In a sad but feel good kinda way, a woman in the US has taken the opportunity to write her own obituary for her funeral. Emily Phillips, 69, died of pancreatic cancer on March 25, and since then her obituary has gone viral. And for good reason to – It is a perfect reminder of the most precious things in life. In the heart-warming piece, she reminisces her time as a pageant queen, talks about her never ending love for her grandchildren and even apologises to an old friend for once going on a date with the boy her friend had a crush on. In a poignant reminder of how quickly time flies, Emily wrote ‘I was born; I blinked; and it was over.’
You can read the full obituary below:
It pains me to admit it, but apparently, I have passed away. Everyone told me it would happen one day but that’s simply not something I wanted to hear, much less experience. Once again I didn’t get things my way! That’s been the story of my life all my life.
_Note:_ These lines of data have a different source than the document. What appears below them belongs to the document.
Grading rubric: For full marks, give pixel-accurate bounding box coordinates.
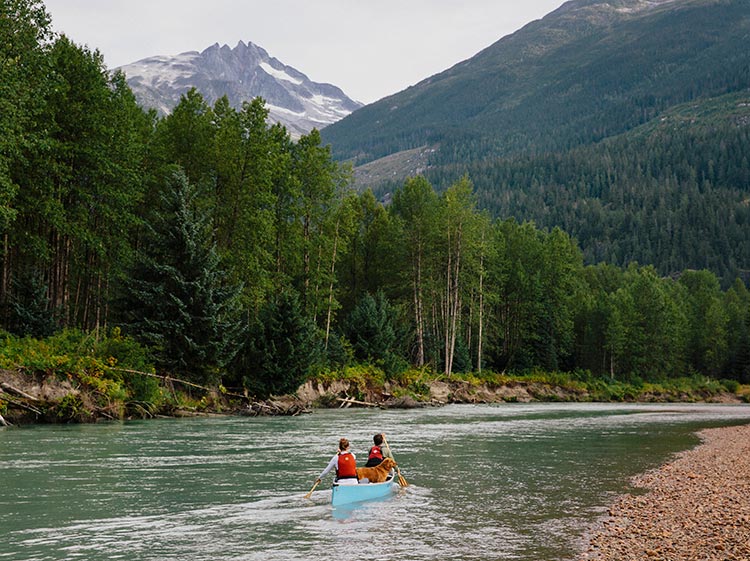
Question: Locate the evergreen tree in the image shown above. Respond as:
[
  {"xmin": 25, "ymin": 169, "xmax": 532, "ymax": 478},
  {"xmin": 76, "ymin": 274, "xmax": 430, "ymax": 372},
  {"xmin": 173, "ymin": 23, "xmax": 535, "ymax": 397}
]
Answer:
[
  {"xmin": 344, "ymin": 290, "xmax": 403, "ymax": 374},
  {"xmin": 123, "ymin": 171, "xmax": 241, "ymax": 383},
  {"xmin": 231, "ymin": 291, "xmax": 322, "ymax": 398}
]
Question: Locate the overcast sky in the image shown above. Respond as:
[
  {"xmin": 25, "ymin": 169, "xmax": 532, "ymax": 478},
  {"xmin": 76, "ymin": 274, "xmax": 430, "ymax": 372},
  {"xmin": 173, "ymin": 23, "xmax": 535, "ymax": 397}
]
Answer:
[{"xmin": 44, "ymin": 0, "xmax": 564, "ymax": 103}]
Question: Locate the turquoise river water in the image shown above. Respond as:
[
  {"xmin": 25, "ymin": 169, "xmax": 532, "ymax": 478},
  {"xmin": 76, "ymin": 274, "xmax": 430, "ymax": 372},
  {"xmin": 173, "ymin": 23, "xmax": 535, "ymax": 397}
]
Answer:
[{"xmin": 0, "ymin": 404, "xmax": 750, "ymax": 561}]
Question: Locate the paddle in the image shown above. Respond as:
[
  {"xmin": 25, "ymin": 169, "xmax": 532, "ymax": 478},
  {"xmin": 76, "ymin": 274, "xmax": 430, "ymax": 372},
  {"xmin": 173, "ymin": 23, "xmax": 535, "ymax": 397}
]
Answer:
[
  {"xmin": 383, "ymin": 435, "xmax": 409, "ymax": 487},
  {"xmin": 305, "ymin": 479, "xmax": 320, "ymax": 499}
]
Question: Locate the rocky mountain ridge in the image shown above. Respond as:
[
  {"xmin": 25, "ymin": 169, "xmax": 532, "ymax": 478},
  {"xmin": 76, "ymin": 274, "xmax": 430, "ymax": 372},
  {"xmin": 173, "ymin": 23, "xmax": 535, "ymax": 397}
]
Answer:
[{"xmin": 115, "ymin": 41, "xmax": 362, "ymax": 137}]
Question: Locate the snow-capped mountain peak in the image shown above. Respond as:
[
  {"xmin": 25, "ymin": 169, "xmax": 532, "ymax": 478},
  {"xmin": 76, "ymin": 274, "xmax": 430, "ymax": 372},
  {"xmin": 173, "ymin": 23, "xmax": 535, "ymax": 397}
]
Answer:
[{"xmin": 117, "ymin": 41, "xmax": 362, "ymax": 137}]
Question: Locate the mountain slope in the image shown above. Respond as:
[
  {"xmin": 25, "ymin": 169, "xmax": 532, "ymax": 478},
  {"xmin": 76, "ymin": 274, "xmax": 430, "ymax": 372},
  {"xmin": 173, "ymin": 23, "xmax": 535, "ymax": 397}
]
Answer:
[
  {"xmin": 324, "ymin": 0, "xmax": 750, "ymax": 164},
  {"xmin": 119, "ymin": 41, "xmax": 361, "ymax": 136},
  {"xmin": 322, "ymin": 0, "xmax": 750, "ymax": 286}
]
And while on that subject (the story of my life)…on February 9, 1946 my parents and older sister celebrated my birth and I was introduced to all as Emily DeBrayda Fisher, the daughter of Clyde and Mary Fisher from Hazelwood. I can’t believe that happened in the first half of the last century but there are records on file in the Court House which can corroborate this claim. Just two years later when another baby girl was born, I became known as the middle sister of the infamous three Fisher Girls, and the world was changed forever.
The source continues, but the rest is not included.